Twenty Seventh Sunday in Ordinary Time

October 7th, 2018

Deacon Blaine Barclay


Spiritual Childhood

There is a lot one could focus on in today’s readings, the one flesh union of man and woman in the gift of sexuality, and their one flesh union in the child, or, how Christ and us are made perfect in and through our experience of suffering. But I want to focus on the few verses found at the end of our gospel today.
“Let the little children come to me; do not stop them: for it is to such as these that the kingdom of God belongs. Truly I tell you, whoever does not receive the kingdom of God as a little child will never enter it.”
This well known gospel text is frequently read and commented on during the baptism of infants, in part as a kind of built in affirmation of the practice of infant baptism.

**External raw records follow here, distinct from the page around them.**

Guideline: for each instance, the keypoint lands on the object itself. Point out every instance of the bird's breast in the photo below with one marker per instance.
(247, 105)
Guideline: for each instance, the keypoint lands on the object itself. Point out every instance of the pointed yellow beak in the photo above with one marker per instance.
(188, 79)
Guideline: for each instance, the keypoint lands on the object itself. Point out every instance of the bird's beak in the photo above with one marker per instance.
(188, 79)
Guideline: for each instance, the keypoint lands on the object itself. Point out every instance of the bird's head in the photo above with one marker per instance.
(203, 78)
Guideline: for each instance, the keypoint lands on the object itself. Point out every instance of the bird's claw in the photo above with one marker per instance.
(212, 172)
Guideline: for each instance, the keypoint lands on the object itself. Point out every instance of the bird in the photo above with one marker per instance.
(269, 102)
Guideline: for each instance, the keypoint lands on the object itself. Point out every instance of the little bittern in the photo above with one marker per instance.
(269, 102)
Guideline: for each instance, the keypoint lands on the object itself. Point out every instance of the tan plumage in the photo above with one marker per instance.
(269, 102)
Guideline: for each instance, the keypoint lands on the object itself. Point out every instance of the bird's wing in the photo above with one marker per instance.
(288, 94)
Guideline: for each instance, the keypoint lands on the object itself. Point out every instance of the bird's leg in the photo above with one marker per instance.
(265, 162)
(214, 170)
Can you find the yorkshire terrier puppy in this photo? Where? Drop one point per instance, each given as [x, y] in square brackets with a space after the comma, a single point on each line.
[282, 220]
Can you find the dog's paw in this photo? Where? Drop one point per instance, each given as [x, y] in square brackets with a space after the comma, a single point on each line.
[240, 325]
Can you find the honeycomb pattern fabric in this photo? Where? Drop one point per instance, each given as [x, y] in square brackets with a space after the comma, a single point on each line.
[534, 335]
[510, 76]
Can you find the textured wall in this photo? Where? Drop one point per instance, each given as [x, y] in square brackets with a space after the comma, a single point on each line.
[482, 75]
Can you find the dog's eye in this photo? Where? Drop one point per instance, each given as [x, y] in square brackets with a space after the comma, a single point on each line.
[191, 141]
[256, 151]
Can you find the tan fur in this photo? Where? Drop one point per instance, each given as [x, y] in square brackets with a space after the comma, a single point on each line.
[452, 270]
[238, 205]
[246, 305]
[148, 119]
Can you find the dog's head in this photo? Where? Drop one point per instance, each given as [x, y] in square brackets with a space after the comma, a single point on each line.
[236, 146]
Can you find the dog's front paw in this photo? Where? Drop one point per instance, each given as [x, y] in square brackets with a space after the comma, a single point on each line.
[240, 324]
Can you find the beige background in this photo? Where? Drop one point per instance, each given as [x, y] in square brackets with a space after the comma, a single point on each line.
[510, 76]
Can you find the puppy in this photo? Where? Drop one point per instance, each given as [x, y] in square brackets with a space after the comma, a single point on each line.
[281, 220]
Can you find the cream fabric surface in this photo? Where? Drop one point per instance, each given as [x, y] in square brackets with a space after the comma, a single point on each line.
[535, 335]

A kind of, ‘If Jesus welcomed them, we should as well.’ My own choice to preach on this fragment of text was confirmed earlier this week when we celebrated the feast day of that great Doctor of the Church, teacher of the faith, St. Therese of Lisieux? Also known as the ‘Little Flower’, most famous for teaching the ‘Little Way’, or the way of ‘Spiritual Childhood’. Therese says, “To be little is not attributing to oneself the virtues that one practices ,,, it is not to become discouraged over ones faults, for children fall often, but they are too little to hurt themselves very much.”
It is of course possible to misunderstand this little way, this path of spiritual childhood, to use it in such a way as to infantilize the people of God, to reduce the spiritual life to the practice of some kind of pure passivity in the arms of God. But by doing so we miss out on the heroic dynamite hidden in this teaching. Though she died very young, not far beyond her teens, St. Theresa was a spiritual powerhouse, experientially familiar with the way of Carmel, the dark night of the soul, one of God’s warrior saints.
But let’s get back to our gospel and what it says about spiritual childhood.
First of all it tells us that the kingdom of God belongs to such as these. What does this mean? Little children haven’t done anything to enter the kingdom. What little children do have in abundance, is the capacity for wonder and astonishment. The ability to be surprised by their experience of the world. As adults we sometimes lose this capacity. The kingdom of God is in this sense not something that can be accomplished, merited or earned. It is pure gift, a saturated overflow of God’s self-communication in grace. Where Jesus is present, there is the presence of the kingdom. So all we really need, the one thing necessary, is radical openness to the gift of this presence, a kind of playful delight in the presence of God in Christ. One author speaks of the decisiveness of the child and childlikeness, not only for individuals, but for civilization as a whole. Of course, given the plethora, the multitude of distractions, detours, and temptations open to us on every side, and perhaps more so in our pride, such simplicity is difficult for us, especially if we are prone to think of ourselves as ‘spiritually mature’.
We need to receive the kingdom of God as a little child or we will never enter it. In the gospel of Matthew, Jesus holds up the child as the model of discipleship. He says, “Truly I tell you, unless you change (turn your life around) and become like children, you will never enter the kingdom of heaven. “This is quite the warning to all of us.  Discipleship as the path of spiritual childhood. The disciple as absolute learner, apprentice to the childlike spontaneity of Jesus.
May the good God take away from us any spiritual pride, or sense of superiority and maturity, and fill us with the wonder and astonishment of the child, the capacity to be playful in the presence of God.